Surprisingly, it’s not due to our conscious mind!
In a new study from KU Leuven, experimental psychologist, Vebjørn Ekroll, and colleagues describe the underlying principles of how our visual system processes the perceptual illusion known as the ‘Shrunken Finger Illusion.’ Their findings indicate that the completion effect of the illusion is due to our visual system filling in missing gaps, and not the conscious mind.
Magic tricks and illusions have long captured the interest of many psychologists. They provide the opportunity to comprehend how the brain processes visual information and gain insight into the brain’s remarkable ability to fill in missing gaps, allowing a complete perceptual experience.
During a previous study in 2013, Vebjørn Ekroll and his team, used magic tricks to show how our eyes fill in visual information, even if it’s known to be missing.

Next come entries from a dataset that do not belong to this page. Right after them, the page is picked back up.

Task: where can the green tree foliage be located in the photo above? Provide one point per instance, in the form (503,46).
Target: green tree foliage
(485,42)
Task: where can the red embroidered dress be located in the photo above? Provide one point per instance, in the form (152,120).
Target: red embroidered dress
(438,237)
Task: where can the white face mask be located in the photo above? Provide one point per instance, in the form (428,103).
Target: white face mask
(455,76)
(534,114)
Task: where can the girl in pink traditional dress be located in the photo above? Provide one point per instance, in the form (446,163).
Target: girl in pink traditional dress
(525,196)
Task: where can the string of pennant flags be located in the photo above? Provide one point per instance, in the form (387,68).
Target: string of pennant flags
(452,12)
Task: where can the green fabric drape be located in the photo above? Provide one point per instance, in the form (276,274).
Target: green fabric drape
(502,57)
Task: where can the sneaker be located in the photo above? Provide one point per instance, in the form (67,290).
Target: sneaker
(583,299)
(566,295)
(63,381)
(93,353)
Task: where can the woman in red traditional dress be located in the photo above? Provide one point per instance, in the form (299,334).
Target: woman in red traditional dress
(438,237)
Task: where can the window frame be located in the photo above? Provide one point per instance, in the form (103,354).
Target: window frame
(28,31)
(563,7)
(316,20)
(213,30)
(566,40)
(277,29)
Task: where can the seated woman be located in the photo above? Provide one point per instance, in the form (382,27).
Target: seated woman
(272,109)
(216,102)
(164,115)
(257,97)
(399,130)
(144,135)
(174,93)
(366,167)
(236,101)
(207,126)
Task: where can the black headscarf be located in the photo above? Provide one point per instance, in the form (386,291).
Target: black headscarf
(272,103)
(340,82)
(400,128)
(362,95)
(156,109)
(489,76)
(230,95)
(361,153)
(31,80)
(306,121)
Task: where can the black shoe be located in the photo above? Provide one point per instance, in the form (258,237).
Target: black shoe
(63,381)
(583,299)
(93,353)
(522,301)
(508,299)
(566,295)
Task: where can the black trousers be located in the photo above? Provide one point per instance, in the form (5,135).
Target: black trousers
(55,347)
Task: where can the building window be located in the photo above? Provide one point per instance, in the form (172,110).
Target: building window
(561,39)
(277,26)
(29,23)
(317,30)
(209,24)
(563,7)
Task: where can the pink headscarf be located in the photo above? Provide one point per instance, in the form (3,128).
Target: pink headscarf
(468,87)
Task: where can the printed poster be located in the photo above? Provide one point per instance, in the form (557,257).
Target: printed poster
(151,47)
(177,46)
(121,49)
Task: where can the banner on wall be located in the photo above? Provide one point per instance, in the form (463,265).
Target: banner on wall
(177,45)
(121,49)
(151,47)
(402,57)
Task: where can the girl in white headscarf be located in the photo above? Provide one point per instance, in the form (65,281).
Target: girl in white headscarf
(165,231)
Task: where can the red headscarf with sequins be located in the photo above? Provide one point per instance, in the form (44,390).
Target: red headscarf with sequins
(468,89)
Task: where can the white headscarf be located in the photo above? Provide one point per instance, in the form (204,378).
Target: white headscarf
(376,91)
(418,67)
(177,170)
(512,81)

The classic ‘multiplying balls’ routine used by magicians makes use of the perceptual illusion Ekroll’s team of psychologists described in their earlier work.
Illusions can get really strange sometimes, like the ‘Hole in Your Hand’ illusion, where a hole appears in the palm of your hand as your brain and visual system try to compensate, creating a completed perceptual experience with rather strange effects!
In their latest study, Ekroll and his colleagues looked at the ‘Shrunken Finger illusion’:
What happens when you rest a half chopped ping pong ball on your finger and look at it from above?
Their study found that our visual system fills in the bottom part of the ping pong ball, even if we know that it’s not there. This also made the finger the ping pong ball was resting on seem unusually short, to compensate for the ‘complete’ ball as illustrated in the drawing above.
“We already know that our mind completes what we don’t see”, Ekroll explained in a press release. “Our study shows that our visual system is behind the illusion, not our conscious mind. Rationally, we know that our finger is not actually shorter, but the illusion persists nonetheless.”
Their findings were published in Current Biology.